Georgian Bay, Canada. – One more overnight sail from Kincardine and I reached Georgian Bay a few days ago. The night was calm, black, filled with stars and disgusting cold. But at least Lake Huron seemed to wait for me to leave before going wild.
The VHF announced strong winds with nasty westerly gusts in the afternoon while I sailed into the rising sun of the day and spotted the first channel makers to head into Tobermory area.
I have to compare it to Sweden, Finland and Norway because it is what I have known first. In one way the scenic was quite similar, but then quite different. The similarity is based in pine-tree covered rocks, well sheltered channels between islands and surprisingly shallow reefs surrounded by deep deep water. Different is the formation in higher altitudes. While the smaller Islands and rocks look quite the same to scandinavia the flat top of Bruce Peninsula is different. Steep and high bluffs have been washed out quickly with a sharp outline where the steady ongoing flow in northern Europe left more rounded contours at the end of the last Ice Age.
It is as beautiful as I have imagined it to be. And it appears at the first glance to be as remote, as I wished it to be. How abandoned the shores appear could be done best by „one“, counting the number of boats I have met on the water between Sarnia and Owen Sound in almost two weeks.
The one joined me for the last night in a natural harbour called Wingfield Basin on the north eastern tip of Bruce Peninsula.
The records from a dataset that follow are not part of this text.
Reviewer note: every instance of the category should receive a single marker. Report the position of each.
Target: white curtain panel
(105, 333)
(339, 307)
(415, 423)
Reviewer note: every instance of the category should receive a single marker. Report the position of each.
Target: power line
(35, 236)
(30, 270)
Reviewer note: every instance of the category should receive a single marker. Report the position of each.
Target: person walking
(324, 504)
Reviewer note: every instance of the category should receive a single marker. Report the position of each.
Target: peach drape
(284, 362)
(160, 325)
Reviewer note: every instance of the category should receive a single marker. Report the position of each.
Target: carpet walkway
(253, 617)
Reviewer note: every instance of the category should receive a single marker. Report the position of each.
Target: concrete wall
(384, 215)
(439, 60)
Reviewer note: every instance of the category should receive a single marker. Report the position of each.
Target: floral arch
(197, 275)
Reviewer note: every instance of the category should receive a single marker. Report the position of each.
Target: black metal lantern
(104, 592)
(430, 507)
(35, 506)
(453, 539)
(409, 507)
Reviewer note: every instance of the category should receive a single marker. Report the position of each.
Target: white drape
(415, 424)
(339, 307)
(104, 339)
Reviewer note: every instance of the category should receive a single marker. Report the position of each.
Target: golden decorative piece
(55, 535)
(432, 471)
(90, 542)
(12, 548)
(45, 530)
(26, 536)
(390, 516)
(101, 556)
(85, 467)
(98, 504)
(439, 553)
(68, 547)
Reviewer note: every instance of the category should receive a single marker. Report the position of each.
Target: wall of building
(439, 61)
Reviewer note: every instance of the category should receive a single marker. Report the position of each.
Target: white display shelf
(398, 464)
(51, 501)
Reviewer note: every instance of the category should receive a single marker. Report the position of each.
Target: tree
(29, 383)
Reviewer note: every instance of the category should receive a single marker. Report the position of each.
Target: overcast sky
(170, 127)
It was perfectly at hand to hide from the strong winds and is the only place to seek shelter for many miles, well protected behind a well marked narrow entrance. These Buoys and the range mark take a little of the felt remoteness but not much of the beauty. The almost perfect round harbour, three to five meters deep and crystal clear is completely hidden behind surrounding woods and the high cliffs of Bruce Peninsula. The only other sign of civilization were an ornithological station, some remains of an old fishing camp and a footpath to the nearby lighthouse.
Having the wilderness next door and one anchor to west, one to east it was a perfect place to listen for to two days of heavy rain drumming the cabin and wait the bluster of clockwise shifting gusts around 25 to 35 knots causing a thunderous surge on the shores.